Canadian and American media have been covering a confrontation in a Toronto street in which neighbours gathered together to get rid of a group of Christians who were preaching on their street. They claimed that they were standing in defence of a homosexual who lived there and who they claimed the Christians were targeting. In the days following this altercation, it became clear that the Christians were not targeting anyone in particular and even the homosexual resident spoke up in defense of the right of the Christians to be there.

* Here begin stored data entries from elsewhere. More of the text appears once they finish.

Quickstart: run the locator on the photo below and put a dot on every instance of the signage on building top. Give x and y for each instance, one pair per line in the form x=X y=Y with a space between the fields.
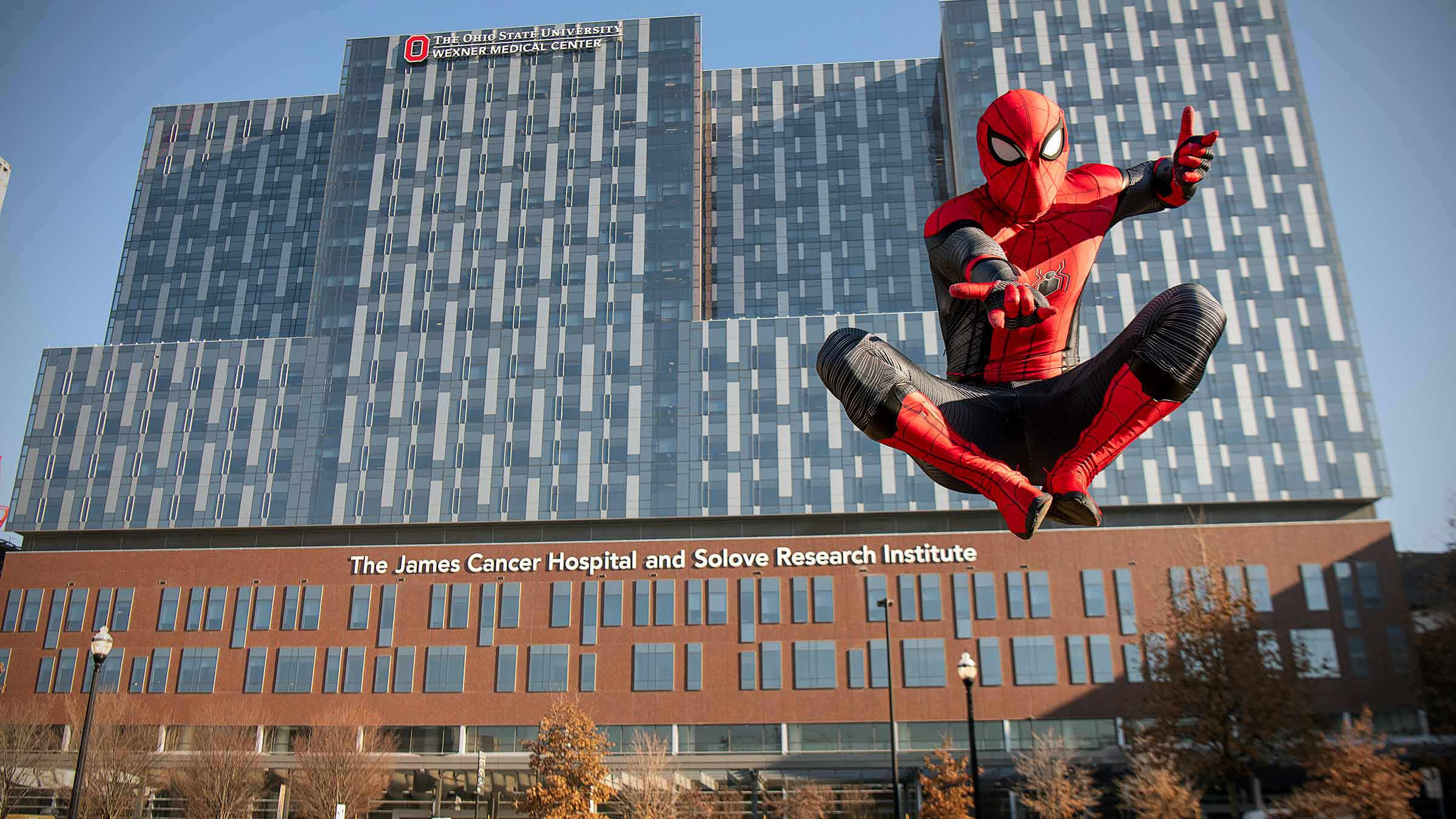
x=479 y=563
x=462 y=46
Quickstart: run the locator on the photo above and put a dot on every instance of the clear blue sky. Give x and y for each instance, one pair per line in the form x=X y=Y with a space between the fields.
x=78 y=81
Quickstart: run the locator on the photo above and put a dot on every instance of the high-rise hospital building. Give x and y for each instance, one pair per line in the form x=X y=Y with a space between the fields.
x=383 y=365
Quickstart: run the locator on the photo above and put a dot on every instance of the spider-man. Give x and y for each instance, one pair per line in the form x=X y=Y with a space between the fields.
x=1009 y=261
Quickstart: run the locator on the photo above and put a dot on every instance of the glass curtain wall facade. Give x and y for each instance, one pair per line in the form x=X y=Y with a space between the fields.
x=583 y=285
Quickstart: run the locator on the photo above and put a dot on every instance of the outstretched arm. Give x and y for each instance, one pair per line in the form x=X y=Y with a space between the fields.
x=972 y=266
x=1167 y=181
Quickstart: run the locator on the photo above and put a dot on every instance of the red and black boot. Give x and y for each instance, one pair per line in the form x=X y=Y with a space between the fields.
x=1127 y=411
x=922 y=432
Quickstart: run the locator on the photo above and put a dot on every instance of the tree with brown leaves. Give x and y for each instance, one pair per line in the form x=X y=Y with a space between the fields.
x=222 y=773
x=945 y=786
x=806 y=802
x=568 y=758
x=647 y=778
x=1154 y=789
x=341 y=763
x=1053 y=784
x=25 y=738
x=121 y=755
x=1222 y=700
x=1356 y=777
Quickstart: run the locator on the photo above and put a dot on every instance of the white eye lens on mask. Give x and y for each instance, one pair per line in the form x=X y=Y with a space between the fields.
x=1005 y=150
x=1052 y=147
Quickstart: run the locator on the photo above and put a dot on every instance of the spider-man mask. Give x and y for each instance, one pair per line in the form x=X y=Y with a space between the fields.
x=1023 y=140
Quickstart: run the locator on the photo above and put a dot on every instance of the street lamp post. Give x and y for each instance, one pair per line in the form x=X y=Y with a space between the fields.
x=966 y=669
x=890 y=687
x=101 y=646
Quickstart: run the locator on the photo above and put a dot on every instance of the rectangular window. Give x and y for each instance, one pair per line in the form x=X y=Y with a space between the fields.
x=642 y=602
x=1349 y=604
x=769 y=601
x=746 y=610
x=487 y=629
x=216 y=608
x=989 y=671
x=405 y=669
x=445 y=669
x=1400 y=649
x=1126 y=604
x=53 y=622
x=380 y=673
x=359 y=607
x=76 y=610
x=693 y=676
x=66 y=672
x=241 y=617
x=121 y=611
x=510 y=605
x=588 y=613
x=293 y=672
x=653 y=666
x=289 y=618
x=931 y=596
x=695 y=602
x=824 y=599
x=874 y=593
x=1314 y=581
x=459 y=605
x=1258 y=578
x=1318 y=646
x=197 y=671
x=1076 y=659
x=559 y=604
x=1040 y=593
x=1034 y=661
x=195 y=602
x=331 y=671
x=42 y=676
x=386 y=617
x=588 y=672
x=1016 y=595
x=31 y=611
x=855 y=668
x=663 y=598
x=1133 y=662
x=1359 y=659
x=1094 y=599
x=1101 y=650
x=547 y=668
x=139 y=675
x=878 y=665
x=263 y=608
x=12 y=610
x=612 y=604
x=814 y=664
x=257 y=668
x=103 y=610
x=985 y=584
x=1366 y=571
x=770 y=662
x=439 y=593
x=906 y=601
x=161 y=665
x=718 y=601
x=923 y=662
x=353 y=671
x=962 y=602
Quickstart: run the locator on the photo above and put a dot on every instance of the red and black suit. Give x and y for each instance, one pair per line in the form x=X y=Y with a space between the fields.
x=1018 y=419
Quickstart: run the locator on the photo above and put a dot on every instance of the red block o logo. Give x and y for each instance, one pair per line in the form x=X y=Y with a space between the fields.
x=417 y=49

But what is telling about this whole debacle is not the minor skirmish but the comments from the public in response. Over 900 comments are below this Globe & Mail article, many of them spewing hatred against Christians. One reader writes “This needs to happen more frequently… People need to stand up against these religious conservative wacko’s.” Another writes “I can’t believe how much restraint they showed, I personally would not have been so kind.” And one more opined “Religious zealots of all stripes should be done away with, IMO.” And these are the comments that are allowed by the website’s editor (many more have been removed).
How do we respond? The Bible has many things to say about how to answer a fool. As the book of Proverbs reminds us, sometimes the best response is to remain silent. Their claims of being tolerant Canadians will be revealed for the lies they are. Even more powerful than silence is to respond with love. In Matthew 5 Jesus urges us to “Love your enemies and pray for those who persecute you, that you may be sons of your Father in heaven.” In that same chapter He calls us to turn our cheek to the one who strikes us. He also encourages us with these words “Blessed are you when people insult you, persecute you and falsely say all kinds of evil against you because of me. Rejoice and be glad, because great is your reward in heaven, for in the same way they persecuted the prophets who were before you.” We can dispel the nasty comments by living as salt and light in our communities and country.